2015 war Kaufmann der erste deutsche Sänger, der das britische patriotische Lied Rule, Britannia! aufführte. 2016 kam der Dokumentarfilm Jonas Kaufmann: An Evening with Puccini in die Kinos, der sein Konzert an der Mailänder Scala 2015 zeigt. Kaufmann trat regelmäßig bei den Salzburger Festspielen auf und erreichte dank zahlreicher TV- und Kinoprogramme ein Millionenpublikum.

Alben und Repertoire
Kaufmanns Alben erreichten Spitzenpositionen in den deutschen und österreichischen Charts und wurden Bestseller in den Klassik-Charts. Zu seinen bekanntesten Alben zählen Verismo Arias (2010), The Verdi Album (2013), Nessun Dorma – The Puccini Album (2015) und Dolce Vita (2016).
2015 erreichte Nessun dorma – The Puccini Album große Erfolge in den Albumcharts mehrerer Länder, darunter Deutschland, Großbritannien, Frankreich und Spanien. Für das Album Du bist die Welt für mich erhielt er 2014 den Bambi, einen renommierten deutschen Medienpreis.

Kaufmann veröffentlichte mehrere Weihnachtsalben, darunter It’s Christmas!, für die er seine Lieblingsweihnachtslieder aus Deutschland und anderen Ländern auswählte. 2019 folgte das Album Wien als Hommage an die weltbekannten Melodien aus der Heimat des Walzers und der Operette. Das Album Selige Stunde (2020) entstand in Zusammenarbeit mit Pianist Helmut Deutsch und umfasst persönliche Lieder von Schubert, Brahms, Strauss, Mahler und anderen Meistern.

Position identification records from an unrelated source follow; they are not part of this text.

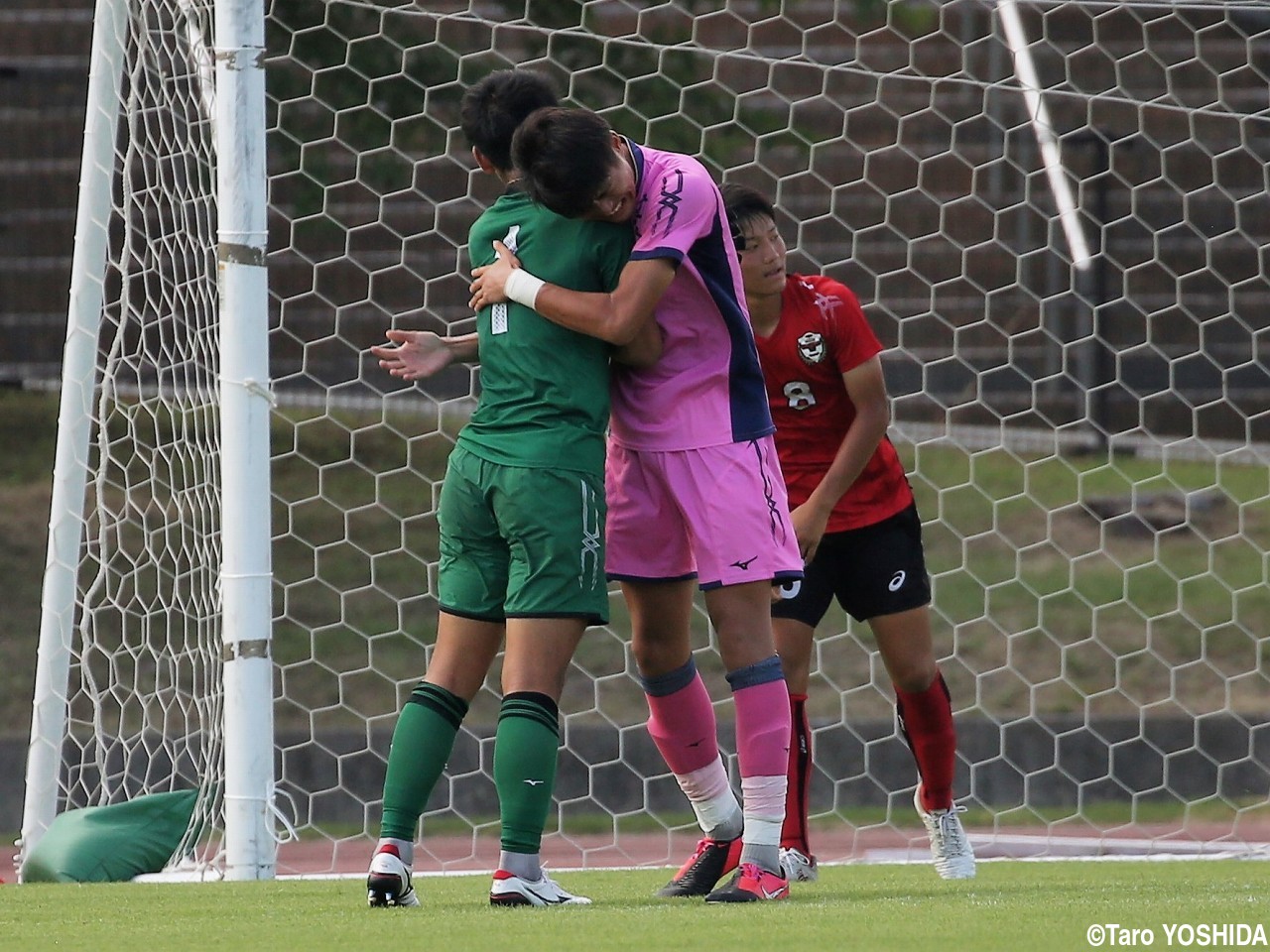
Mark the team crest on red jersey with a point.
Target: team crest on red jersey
(811, 347)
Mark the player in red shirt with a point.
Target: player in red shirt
(855, 518)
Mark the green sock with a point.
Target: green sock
(422, 743)
(525, 762)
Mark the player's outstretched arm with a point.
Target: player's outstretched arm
(617, 317)
(416, 354)
(866, 388)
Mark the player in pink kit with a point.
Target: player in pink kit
(695, 490)
(856, 522)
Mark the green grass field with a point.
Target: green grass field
(1010, 905)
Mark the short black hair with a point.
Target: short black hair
(743, 204)
(564, 158)
(493, 108)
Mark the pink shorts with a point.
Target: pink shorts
(716, 513)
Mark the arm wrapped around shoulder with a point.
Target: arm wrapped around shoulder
(522, 287)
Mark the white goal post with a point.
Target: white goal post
(206, 159)
(1056, 216)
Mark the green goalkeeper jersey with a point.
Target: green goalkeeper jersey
(544, 402)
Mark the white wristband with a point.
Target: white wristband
(522, 287)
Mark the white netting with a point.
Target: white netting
(1088, 445)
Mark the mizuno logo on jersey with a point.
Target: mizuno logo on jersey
(668, 203)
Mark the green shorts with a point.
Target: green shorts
(521, 542)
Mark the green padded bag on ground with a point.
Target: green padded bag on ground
(112, 843)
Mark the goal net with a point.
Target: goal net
(1056, 214)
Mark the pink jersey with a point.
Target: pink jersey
(707, 388)
(824, 334)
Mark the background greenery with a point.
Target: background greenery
(1010, 905)
(1038, 604)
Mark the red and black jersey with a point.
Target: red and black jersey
(824, 334)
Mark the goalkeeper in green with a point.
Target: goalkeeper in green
(521, 516)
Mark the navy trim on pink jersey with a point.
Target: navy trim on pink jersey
(712, 257)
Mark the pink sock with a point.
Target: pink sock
(684, 728)
(763, 730)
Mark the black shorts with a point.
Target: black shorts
(874, 570)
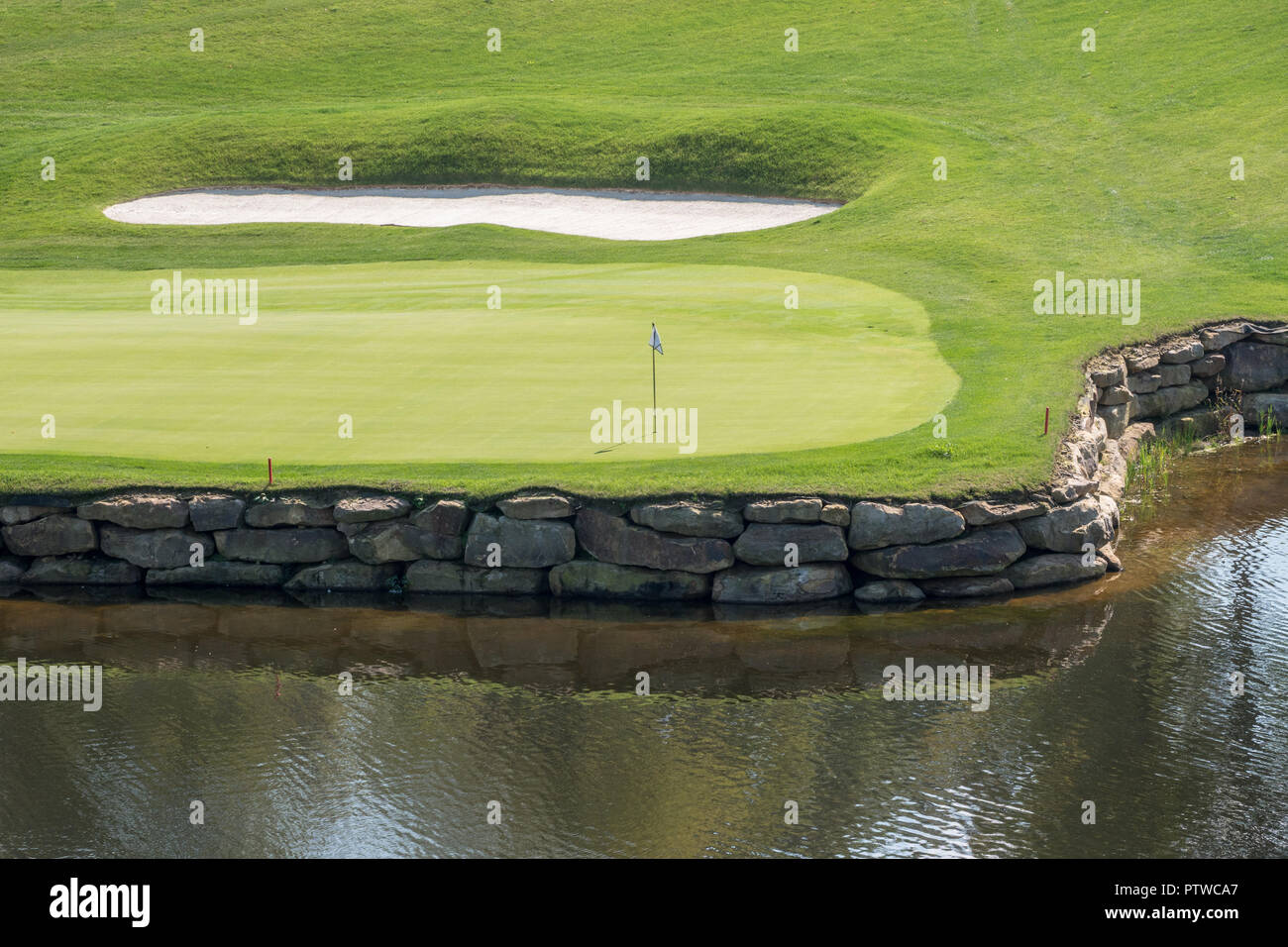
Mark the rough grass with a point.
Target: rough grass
(1108, 163)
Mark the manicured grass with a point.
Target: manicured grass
(1111, 163)
(426, 372)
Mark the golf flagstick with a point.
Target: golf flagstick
(656, 344)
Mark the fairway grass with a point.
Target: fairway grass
(428, 372)
(1113, 163)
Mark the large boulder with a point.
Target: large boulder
(592, 579)
(1219, 337)
(1065, 528)
(1263, 403)
(81, 571)
(536, 506)
(140, 510)
(1052, 569)
(1207, 367)
(1180, 351)
(56, 535)
(445, 523)
(967, 586)
(455, 578)
(1116, 418)
(25, 513)
(213, 512)
(282, 547)
(612, 539)
(980, 552)
(154, 549)
(522, 543)
(1254, 367)
(1140, 359)
(1107, 371)
(1144, 382)
(874, 525)
(344, 577)
(220, 573)
(690, 519)
(288, 510)
(1119, 394)
(1168, 401)
(768, 585)
(12, 570)
(888, 590)
(763, 544)
(370, 509)
(802, 510)
(395, 541)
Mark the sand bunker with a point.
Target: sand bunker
(608, 214)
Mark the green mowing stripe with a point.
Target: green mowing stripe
(429, 373)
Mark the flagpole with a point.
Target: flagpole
(655, 382)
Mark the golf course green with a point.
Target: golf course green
(978, 147)
(424, 369)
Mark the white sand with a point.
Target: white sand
(608, 214)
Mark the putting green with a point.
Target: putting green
(428, 372)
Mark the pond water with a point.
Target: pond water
(1117, 692)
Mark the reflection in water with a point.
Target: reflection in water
(1116, 692)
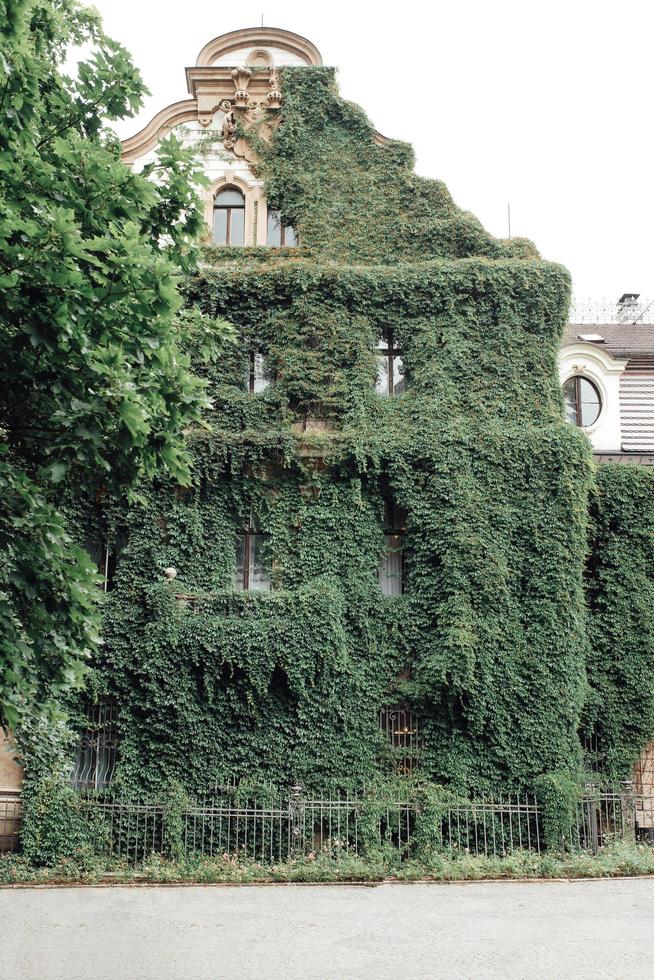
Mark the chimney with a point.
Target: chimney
(628, 309)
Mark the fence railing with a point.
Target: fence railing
(635, 309)
(295, 824)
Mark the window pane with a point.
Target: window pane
(390, 571)
(220, 226)
(382, 374)
(261, 382)
(237, 229)
(241, 540)
(290, 236)
(398, 375)
(229, 197)
(570, 400)
(590, 402)
(259, 574)
(274, 229)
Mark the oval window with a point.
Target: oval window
(582, 400)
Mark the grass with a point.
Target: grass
(616, 860)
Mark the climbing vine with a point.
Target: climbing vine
(488, 644)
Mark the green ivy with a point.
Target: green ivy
(488, 645)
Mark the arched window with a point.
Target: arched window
(582, 400)
(278, 233)
(229, 217)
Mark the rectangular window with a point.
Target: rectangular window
(104, 557)
(390, 369)
(236, 229)
(401, 729)
(391, 569)
(280, 234)
(252, 568)
(97, 748)
(257, 378)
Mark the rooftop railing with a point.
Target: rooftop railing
(639, 310)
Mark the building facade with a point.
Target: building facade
(380, 566)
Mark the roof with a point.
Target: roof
(620, 339)
(643, 459)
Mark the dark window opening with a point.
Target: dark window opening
(105, 557)
(229, 217)
(279, 234)
(582, 401)
(401, 729)
(391, 569)
(390, 369)
(97, 749)
(257, 376)
(252, 567)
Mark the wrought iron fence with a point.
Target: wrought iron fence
(493, 827)
(293, 824)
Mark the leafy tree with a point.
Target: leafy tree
(94, 388)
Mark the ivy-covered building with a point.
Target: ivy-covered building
(397, 554)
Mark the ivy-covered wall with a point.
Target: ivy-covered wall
(488, 643)
(619, 716)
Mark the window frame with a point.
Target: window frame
(246, 536)
(577, 379)
(394, 527)
(283, 228)
(228, 208)
(99, 741)
(252, 373)
(391, 353)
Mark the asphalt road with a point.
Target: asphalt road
(554, 929)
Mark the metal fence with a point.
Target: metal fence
(633, 309)
(295, 824)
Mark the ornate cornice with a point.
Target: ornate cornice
(259, 37)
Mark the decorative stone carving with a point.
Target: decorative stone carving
(229, 130)
(241, 78)
(274, 97)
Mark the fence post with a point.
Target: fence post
(296, 807)
(628, 804)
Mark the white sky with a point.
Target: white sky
(546, 105)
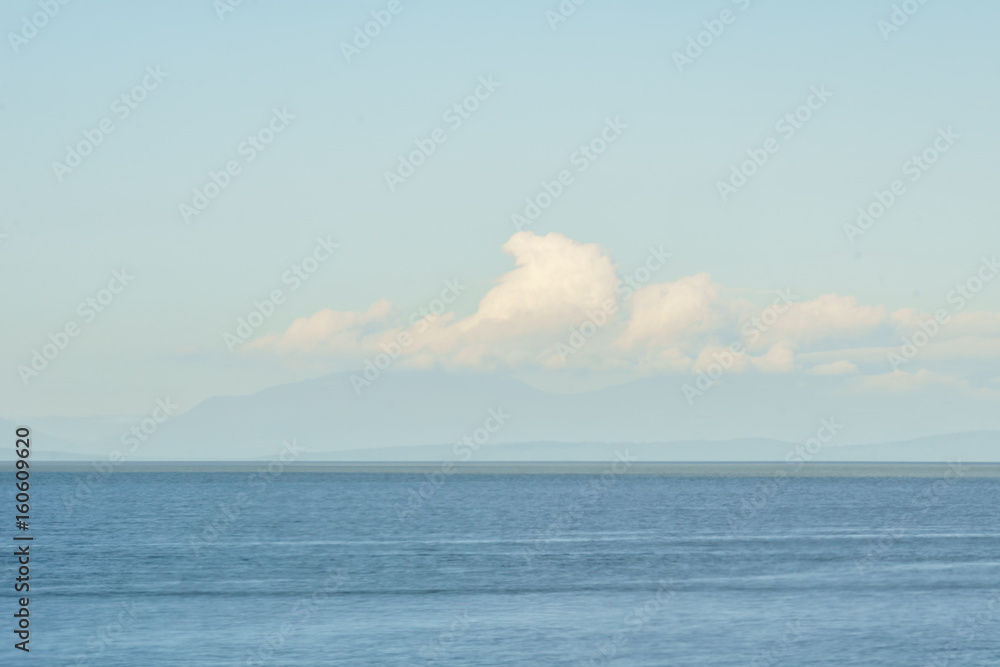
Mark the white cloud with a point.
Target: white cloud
(835, 368)
(679, 326)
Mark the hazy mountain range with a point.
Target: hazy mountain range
(421, 415)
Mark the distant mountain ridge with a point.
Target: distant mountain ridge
(420, 415)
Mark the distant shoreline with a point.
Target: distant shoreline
(675, 469)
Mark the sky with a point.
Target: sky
(291, 118)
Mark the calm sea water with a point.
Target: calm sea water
(331, 569)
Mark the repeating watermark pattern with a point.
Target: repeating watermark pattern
(562, 13)
(714, 29)
(295, 277)
(590, 493)
(631, 282)
(767, 489)
(920, 504)
(634, 621)
(581, 158)
(751, 330)
(122, 107)
(248, 149)
(434, 650)
(464, 450)
(224, 7)
(131, 440)
(108, 634)
(300, 614)
(419, 321)
(899, 17)
(257, 484)
(914, 167)
(88, 309)
(778, 651)
(787, 126)
(959, 297)
(455, 116)
(22, 541)
(364, 34)
(33, 23)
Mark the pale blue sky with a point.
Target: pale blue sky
(324, 173)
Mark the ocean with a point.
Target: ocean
(294, 568)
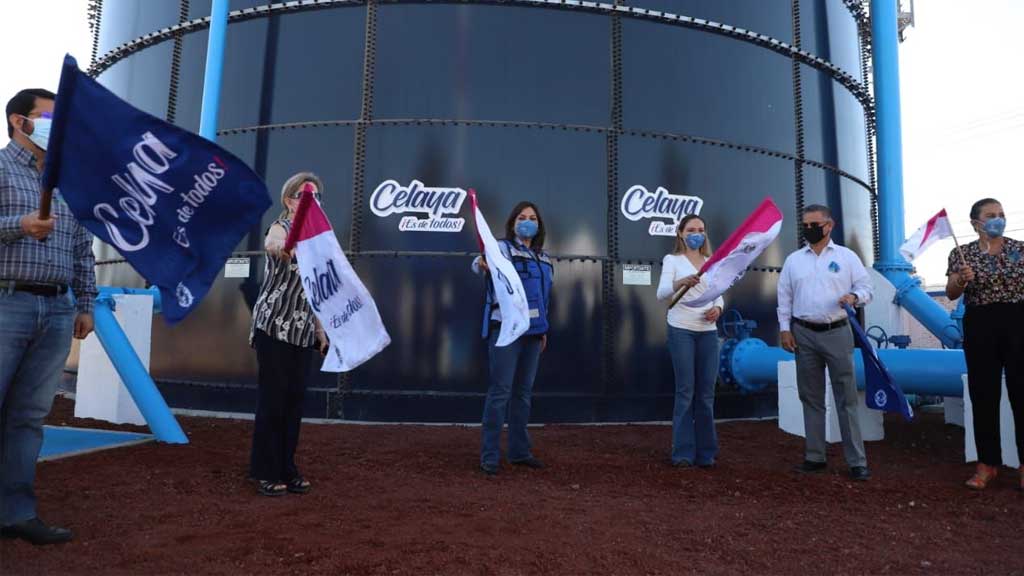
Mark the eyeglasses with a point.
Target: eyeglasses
(298, 194)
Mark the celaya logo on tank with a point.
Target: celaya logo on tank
(430, 205)
(638, 203)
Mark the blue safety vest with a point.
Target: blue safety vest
(537, 272)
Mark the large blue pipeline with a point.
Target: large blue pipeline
(214, 70)
(754, 365)
(885, 60)
(140, 385)
(751, 364)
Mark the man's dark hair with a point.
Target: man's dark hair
(976, 208)
(817, 208)
(23, 103)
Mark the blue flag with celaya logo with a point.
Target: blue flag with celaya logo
(881, 392)
(172, 203)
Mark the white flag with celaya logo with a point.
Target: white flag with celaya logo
(505, 280)
(335, 293)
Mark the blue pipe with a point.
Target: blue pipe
(140, 385)
(885, 60)
(152, 291)
(754, 365)
(214, 70)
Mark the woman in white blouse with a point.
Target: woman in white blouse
(693, 346)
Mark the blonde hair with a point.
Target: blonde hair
(294, 183)
(681, 244)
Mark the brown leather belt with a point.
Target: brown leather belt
(820, 327)
(49, 290)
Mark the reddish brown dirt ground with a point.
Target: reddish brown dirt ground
(410, 500)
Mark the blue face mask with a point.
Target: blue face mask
(694, 241)
(41, 131)
(526, 229)
(994, 227)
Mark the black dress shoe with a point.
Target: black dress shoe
(36, 532)
(859, 472)
(810, 466)
(530, 462)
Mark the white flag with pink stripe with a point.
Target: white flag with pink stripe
(730, 261)
(335, 293)
(935, 229)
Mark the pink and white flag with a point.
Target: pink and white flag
(505, 280)
(730, 261)
(335, 293)
(934, 230)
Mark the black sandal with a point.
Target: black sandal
(267, 488)
(299, 485)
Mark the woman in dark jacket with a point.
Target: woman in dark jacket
(514, 367)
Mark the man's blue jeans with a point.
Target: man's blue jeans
(694, 361)
(35, 339)
(512, 371)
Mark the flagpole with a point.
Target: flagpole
(683, 292)
(45, 201)
(960, 250)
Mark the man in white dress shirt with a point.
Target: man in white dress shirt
(815, 282)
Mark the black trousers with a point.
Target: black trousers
(993, 343)
(283, 370)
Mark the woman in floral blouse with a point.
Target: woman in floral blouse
(284, 329)
(989, 274)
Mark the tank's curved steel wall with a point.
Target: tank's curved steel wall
(565, 108)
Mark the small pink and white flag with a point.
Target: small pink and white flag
(339, 299)
(730, 261)
(935, 229)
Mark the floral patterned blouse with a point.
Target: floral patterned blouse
(282, 311)
(997, 278)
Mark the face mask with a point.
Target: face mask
(994, 227)
(41, 132)
(814, 234)
(526, 229)
(694, 241)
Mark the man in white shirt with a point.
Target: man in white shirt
(815, 282)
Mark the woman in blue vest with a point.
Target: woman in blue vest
(513, 367)
(692, 345)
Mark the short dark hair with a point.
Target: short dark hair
(23, 103)
(817, 208)
(538, 243)
(977, 206)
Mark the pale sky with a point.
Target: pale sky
(963, 98)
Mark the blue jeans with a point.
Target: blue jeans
(694, 361)
(35, 339)
(512, 371)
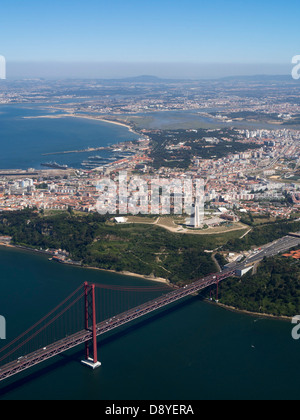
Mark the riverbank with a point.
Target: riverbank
(253, 314)
(129, 274)
(76, 264)
(87, 117)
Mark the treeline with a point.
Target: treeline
(273, 290)
(141, 249)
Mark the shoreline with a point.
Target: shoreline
(253, 314)
(73, 264)
(154, 279)
(88, 117)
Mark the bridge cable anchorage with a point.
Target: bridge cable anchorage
(90, 316)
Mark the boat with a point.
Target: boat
(54, 165)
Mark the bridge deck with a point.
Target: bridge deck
(83, 336)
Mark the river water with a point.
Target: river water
(193, 350)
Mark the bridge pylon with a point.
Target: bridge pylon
(90, 325)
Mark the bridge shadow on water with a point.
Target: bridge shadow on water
(76, 356)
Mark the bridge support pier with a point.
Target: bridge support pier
(90, 316)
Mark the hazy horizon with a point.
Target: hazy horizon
(119, 70)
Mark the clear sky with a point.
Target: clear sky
(151, 31)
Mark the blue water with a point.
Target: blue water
(24, 141)
(193, 350)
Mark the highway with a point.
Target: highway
(29, 360)
(270, 250)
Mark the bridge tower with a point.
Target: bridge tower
(90, 325)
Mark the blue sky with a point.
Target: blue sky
(154, 31)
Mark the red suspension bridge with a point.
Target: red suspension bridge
(90, 311)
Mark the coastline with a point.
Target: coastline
(151, 278)
(121, 273)
(88, 117)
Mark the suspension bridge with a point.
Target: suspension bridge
(89, 312)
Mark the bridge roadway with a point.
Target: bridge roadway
(81, 337)
(39, 356)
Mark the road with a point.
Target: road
(270, 250)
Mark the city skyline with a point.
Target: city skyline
(197, 40)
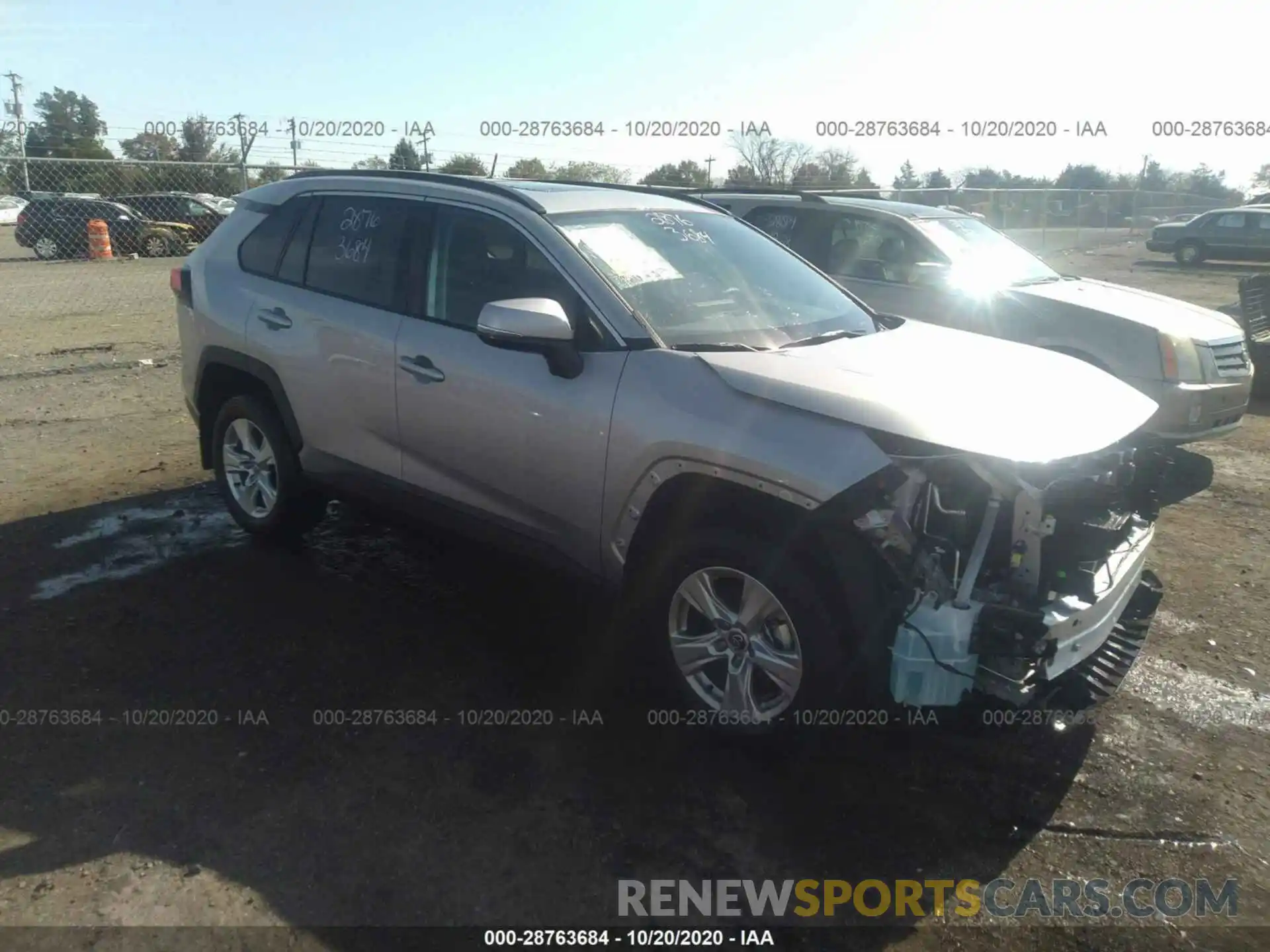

Das 2023 erschienene Album The Sound of Movies ist Ausdruck seiner lebenslangen Leidenschaft für Filmsongs. Mit Unterstützung des Tschechischen Nationalen Symphonieorchesters und Chors unter Leitung von Jochen Rieder erklingt Kaufmanns samtweiche Stimme auf dieser Sammlung von Klassikern aus der Filmgeschichte.
Einzigartiger Gesang
Kaufmann singt auf Deutsch, Französisch und Italienisch. Sein Stimmtyp ist der als „Spinto-Tenor“ bekannte Tenor mit dem Umfang eines gewöhnlichen Tenors, jedoch einem volleren Klang. Kritiker stellten fest, dass Kaufmann fast wie ein Bariton klingt, aber in der Tenorlage singt. Interessanterweise strebte Kaufmann nie danach, den berühmten Tenor Luciano Pavarotti nachzuahmen. Stattdessen entwickelte er seine eigene Technik und verglich sich häufig mit Franco Corelli – einem italienischen Tenor mit reinem Timbre und charismatischer Bühnenpräsenz.
Privatleben
Jonas Kaufmann war zweimal verheiratet. Seine erste Frau, die Sängerin Margarete Joswig, schenkte ihm drei Kinder. Seine zweite Ehefrau ist die Opernregisseurin Christiane Lutz. 2019 wurde ihr gemeinsamer Sohn geboren.